Too often, police departments use racial profiling, which is singling people out because of their race or accent, instead of based on evidence of wrongdoing. That’s against our national values, endangers our young people, and reduces public safety.
- Explain why profiling harms us all, not just people of color or immigrants. This includes harm to our national values of fairness and equal justice, harm to public safety, and harm to anyone who is wrongly detained, arrested, or injured by law enforcement.
To work for all of us, our justice system depends on equal treatment and investigations based on evidence, not stereotypes or bias.
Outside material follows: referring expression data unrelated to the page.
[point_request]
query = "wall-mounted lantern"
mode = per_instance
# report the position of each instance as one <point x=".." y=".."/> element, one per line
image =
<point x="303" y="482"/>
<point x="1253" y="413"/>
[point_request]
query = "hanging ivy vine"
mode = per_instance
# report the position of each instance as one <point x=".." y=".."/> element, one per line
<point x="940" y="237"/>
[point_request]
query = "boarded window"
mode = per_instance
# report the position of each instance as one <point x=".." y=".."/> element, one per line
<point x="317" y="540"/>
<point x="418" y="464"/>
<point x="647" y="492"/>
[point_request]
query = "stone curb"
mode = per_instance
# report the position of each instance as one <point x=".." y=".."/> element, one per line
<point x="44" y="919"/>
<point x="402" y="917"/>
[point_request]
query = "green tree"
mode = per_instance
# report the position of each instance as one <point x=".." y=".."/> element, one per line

- Move beyond denouncing racial profiling alone and also highlight positive solutions and alternatives that ensure equal justice and protect public safety like the End Racial Profiling Act and training for law enforcement agencies.
Racial profiling is an ineffective and harmful practice that undermines our basic values. Far too many immigration enforcement policies recklessly promote the practice. Any immigration policy reform needs to zero in on, and eliminate, this outdated and harmful practice.
We need to ensure that law enforcement officials are held to the constitutional standards we value as Americans—protecting public safety and the rights of all.
- Offer multiple real-life examples. The idea of racial profiling is theoretical for some audiences. It’s important to provide multiple examples that include a variety of people who’ve been wrongly stopped.
Racial profiling harms all Americans. It violates our values of equal justice that we all depend on. It disrespects and discriminates against millions of young people and others around the country. It threatens public safety and can ruin people’s lives. It’s time to end racial profiling and focus law enforcement on evidence and public safety.
We need to be clear: it is unacceptable for those who enforce our laws to stereotype people based on the color of their skin, religion, or nation of origin. Law enforcement should act on facts and evidence, not racial bias. If one group can be singled out based on race or ethnicity or religion, none of us will be safe to enjoy the rights that the United States stands for.
We are stronger when we find ways to encourage participation and contribution, not ways to divide, exclude and discriminate. We have to condemn, in the strongest terms, those who engage in and encourage racist tactics.
Is it right for a military veteran to be asked for his papers just because he’s of Mexican heritage? Is it right for a mother of Asian or Latino background who speaks with an accent to get asked for her papers—right in front of her children—when her white friend next to her does not? Is it right that immigrants who work hard and aspire to be citizens live in daily fear of being stopped, arrested, and deported away from their loved ones? Is it right to create a culture of suspicion in an America that becomes more diverse every day? No. Anyone who engages in or encourages discrimination is flat out wrong. That’s not who we should be as a country.